Swedish start-up Devant is using its human-centric synthetic data to help Seeing Machines monitor drivers and vehicle occupants.

Australian firm Seeing Machines is a computer vision technology company that designs AI-powered monitoring systems to improve transport safety. Devant is supporting the training, testing and validation of machine learning to help Seeing Machines improve its driver and occupant monitoring system (DMS and OMS) technology.

Seeing Machines is developing and licensing proprietary eye-tracking technology, underpinned by bespoke AI that monitors driver attentiveness, for automotive manufacturers. Its technology is powered by machine-learning networks that need to be trained and validated using large sets of high-quality data.

This collaboration brings together Seeing Machines’ access to human behavioural insights with Devant’s rendering capabilities to accelerate the development and training of its machine-learning networks that underpin its DMS and OMS.

This is part of a larger digital engineering initiative to improve development efficiency to meet the growing demand for more in-cabin, driver and occupant monitoring capabilities as more transport safety regulation deadlines approach. The incorporation of computer-generated synthetic data follows Seeing Machines’ research and development to consider all attribute and noise factors such as human appearance and behavioural variations, looking at the optical, electronic and vehicle cabin environment.

The goal is to improve the real-world fidelity of data used to augment the development, training and validation of its in-cabin AI vision software.

Seeing Machines’ scientific approach to validate what makes a computer-generated human real enough in practice, prosecuted on a feature-by-feature basis for DMS and OMS, combined with Devant’s capability and focus to solving the critical in-cabin human synthesis problems, is unlocking a source of synthetic data for accelerated development of in-cabin sensing technology.

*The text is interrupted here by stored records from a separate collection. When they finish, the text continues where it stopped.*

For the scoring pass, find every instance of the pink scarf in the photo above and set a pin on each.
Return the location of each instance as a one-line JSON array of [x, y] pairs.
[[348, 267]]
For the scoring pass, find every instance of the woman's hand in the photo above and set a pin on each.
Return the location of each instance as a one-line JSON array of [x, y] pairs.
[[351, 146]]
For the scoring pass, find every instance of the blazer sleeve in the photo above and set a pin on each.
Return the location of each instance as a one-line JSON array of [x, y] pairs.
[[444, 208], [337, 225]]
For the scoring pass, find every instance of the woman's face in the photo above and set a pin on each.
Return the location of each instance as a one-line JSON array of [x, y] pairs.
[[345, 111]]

It is also satisfying Seeing Machines’ requirements to achieve better safety outcomes.

“With a wave of new transport safety regulations coming into force around the world, it is increasingly vital for the advanced machine-learning networks that underpin our AI-driven technology to access reliable data of the highest quality, accuracy and realism,” said Paul McGlone, CEO of Seeing Machines. “Our mission to get everyone home safely has never been more relevant. That is why we have partnered with Devant, a leader in its field, to help deliver on our promise of providing our customers with bespoke, mission-critical options that enhance driver safety.”

Devant can capture and translate the subtlest movements and human behaviour, producing a granularity of detail that has, until now, been impossible to simulate. This approach to data creation should allow machine learning to cover a broader range of human activity.

“We pride ourselves on delivering best in class synthetic data, combining unparalleled 3D human animation, computer graphics and engineering to deliver millions of images and animations,” said Richard Bremer, CEO of Devant. “We are pleased to be partnering with an innovative market leader like Seeing Machines, which is delivering a step change in transport safety by harnessing its class leading DMS technology.”

Seeing Machines uses machine-vision technology to monitor driver behaviour under a full spectrum of lighting conditions, including through sunglasses. These data are processed to interpret driver attention state, focus, drowsiness and impairment levels to provide critical inputs in real time to advanced driver assistance systems (ADAS), as well as to vehicle cockpit, comfort and convenience systems.

With DMS set to become mandatory around the world this decade, Seeing Machines hopes to increase the close to 900,000 cars on the road today using its safety technology, underpinned by 15 expanding automotive programmes for ten car makers.

Seeing Machines was founded in 2000 and is headquartered in Australia.